If you look at the specs of most ultra high end loudspeakers,  there's no hard evidence provided by the manufacturers to justify their claims that their speaker is vastly superior.
And if there was it would need to be independently verified.

So how does the consumer know how close any given loudspeaker is to the ideal loudspeaker? How do we know how close a loudspeaker is to recreating the sound of a violin, cello, piano, human voice, or anything else? 

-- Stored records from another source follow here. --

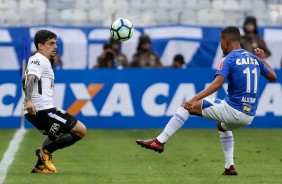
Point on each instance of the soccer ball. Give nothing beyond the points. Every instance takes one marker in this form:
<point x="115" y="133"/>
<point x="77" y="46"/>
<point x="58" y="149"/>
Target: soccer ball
<point x="121" y="29"/>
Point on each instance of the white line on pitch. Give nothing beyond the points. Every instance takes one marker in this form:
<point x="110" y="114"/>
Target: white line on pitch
<point x="10" y="153"/>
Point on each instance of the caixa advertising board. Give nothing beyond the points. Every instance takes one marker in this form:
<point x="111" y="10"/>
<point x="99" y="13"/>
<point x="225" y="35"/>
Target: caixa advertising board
<point x="133" y="98"/>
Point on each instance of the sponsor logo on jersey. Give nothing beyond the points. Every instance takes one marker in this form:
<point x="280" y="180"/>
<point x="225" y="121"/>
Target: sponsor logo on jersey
<point x="35" y="63"/>
<point x="246" y="61"/>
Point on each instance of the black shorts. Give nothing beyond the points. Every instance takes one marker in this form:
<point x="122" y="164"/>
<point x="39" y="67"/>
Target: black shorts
<point x="52" y="121"/>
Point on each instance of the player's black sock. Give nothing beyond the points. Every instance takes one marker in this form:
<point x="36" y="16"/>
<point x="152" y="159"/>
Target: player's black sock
<point x="63" y="141"/>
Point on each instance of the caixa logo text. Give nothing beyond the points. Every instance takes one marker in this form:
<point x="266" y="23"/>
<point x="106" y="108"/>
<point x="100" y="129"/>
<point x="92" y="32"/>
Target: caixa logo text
<point x="120" y="98"/>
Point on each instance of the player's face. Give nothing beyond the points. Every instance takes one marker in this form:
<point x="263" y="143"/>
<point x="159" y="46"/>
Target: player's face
<point x="49" y="48"/>
<point x="223" y="44"/>
<point x="250" y="27"/>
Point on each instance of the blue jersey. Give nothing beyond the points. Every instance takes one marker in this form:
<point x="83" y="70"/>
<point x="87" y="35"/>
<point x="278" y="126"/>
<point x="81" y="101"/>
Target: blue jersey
<point x="242" y="70"/>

What makes a magico vastly different from a yg or Wilson? On the other hand if the difference between these speakers is extremely small then why is there such a discrepancy in opinions and why do we need a yg and a magico and Wilson and tidal audio and b&w etc on the market if they're all so similar?  







kenjit

Showing 1 response by drbarney1

I think Magnepan and Martin-Logan engineers who eschew boxes and simplify the crossover to first order: a capacitor to the tweeter and a coil to the mid-bass regard the very complicated crossovers, notch filters that attempt to tame the wild variability of impedance with respect to frequency and the bracing of cabinets to try to minimize the effect of a speaker varying the pressure on a cabinet as what John Northrup called "inventing rubber gloves for leaky fountain-pens." These simplifications and auditioning made my choice very easy. But these first-order crossover designs and their planar diaphragms take extra power to duplicate the volume of the orchestra and singers in an opera house. I also like the simplicity of the single ended triode amplifier which, in the case of the usual choices like the 300-B, are not powerful enough. So if you want both the open purity of a planar speaker and that SET refinement you have to drive the speakers with something like an 822-A single ended triode amplifier, which is not as difficult as you think to design and build.